8. Atlan ineğnen, kazlan çomağnan: Yani diyor ki, atla inekle, kazla çomarla; biz epeydir bir arada yaşıyoruz, geçinip gidiyoruz. Evlerimizin 3 karış bahçesinde Sarıkız’ı görünce şaşırıp gözüne gözüne tutmayın gameranızı.
9. Egeli yol tarif etmez, götürüp teslim eder: Geçen haziran, Ortaca’da bir esnaf lokantası arıyoruz, yol kenarında mobiletini park etmiş amcaya sorduk. Önce bir tarif edeyim dedi, sonra belli üşendi; demir atının terkisine atladığı gibi o önde biz arkada, lokantaya kadar bıraktı. Bir de tembih etti; “Osmaaan gençler buranın yabancısı, yimeğin eyi yerinden ver; kazıklayı kazıklayı durma.” Her yaz, saygıyla anıyoruz kendisini.
10. En taze balıklar burada bulunupduru: Mesele Ege değil aslında, mesele memleket meselesi.
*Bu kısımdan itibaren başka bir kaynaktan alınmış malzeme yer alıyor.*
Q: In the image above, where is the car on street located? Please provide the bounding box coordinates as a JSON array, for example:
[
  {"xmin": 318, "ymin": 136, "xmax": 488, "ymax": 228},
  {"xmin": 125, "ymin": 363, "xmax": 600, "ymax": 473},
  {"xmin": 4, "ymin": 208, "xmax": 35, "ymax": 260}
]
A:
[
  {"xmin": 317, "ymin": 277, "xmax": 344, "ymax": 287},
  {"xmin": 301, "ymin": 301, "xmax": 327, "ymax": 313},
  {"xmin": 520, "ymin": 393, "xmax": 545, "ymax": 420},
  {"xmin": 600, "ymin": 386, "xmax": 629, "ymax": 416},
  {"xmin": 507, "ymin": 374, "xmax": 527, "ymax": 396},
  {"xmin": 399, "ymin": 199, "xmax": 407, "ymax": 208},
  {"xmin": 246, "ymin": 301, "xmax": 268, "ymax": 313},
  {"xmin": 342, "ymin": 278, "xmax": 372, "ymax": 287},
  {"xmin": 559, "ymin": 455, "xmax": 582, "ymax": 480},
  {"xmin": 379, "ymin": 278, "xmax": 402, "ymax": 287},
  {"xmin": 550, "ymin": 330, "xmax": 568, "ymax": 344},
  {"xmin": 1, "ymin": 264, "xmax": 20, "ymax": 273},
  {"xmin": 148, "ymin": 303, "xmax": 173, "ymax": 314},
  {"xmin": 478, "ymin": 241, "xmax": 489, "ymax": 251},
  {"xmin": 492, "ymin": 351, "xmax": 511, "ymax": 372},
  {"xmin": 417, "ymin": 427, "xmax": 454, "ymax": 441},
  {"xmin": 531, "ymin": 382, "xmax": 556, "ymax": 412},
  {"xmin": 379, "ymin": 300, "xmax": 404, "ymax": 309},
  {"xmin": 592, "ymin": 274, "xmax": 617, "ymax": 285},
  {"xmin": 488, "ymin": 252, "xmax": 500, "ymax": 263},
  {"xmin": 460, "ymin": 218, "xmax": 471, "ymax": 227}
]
Accık rahat oluversek, accık koyu koyuversek; bütün işlerimiz çözülcek emmee; o hırs yok mu o hırs! Köyceğiz’de salaş bir balıkçının vitrininde, kağıt üzeri keçeli kalemle yazdığı gibi; “en taze balıklar burada bulunupduru.” Yani balığın en tazesi, toprağın en verimlisi, insanın en güzeli, havanın en lokumu, coğrafyanın en şahanesi bu ülkede ama para hırsımızın kurbanı; doğanın katili, betonun yılmaz savunucusu olup çıktık nicedir. Bunları gördükçe “Allahını seven üzerime Ege atsın diye haykırasımız geliyor. Meselenin özeti bu!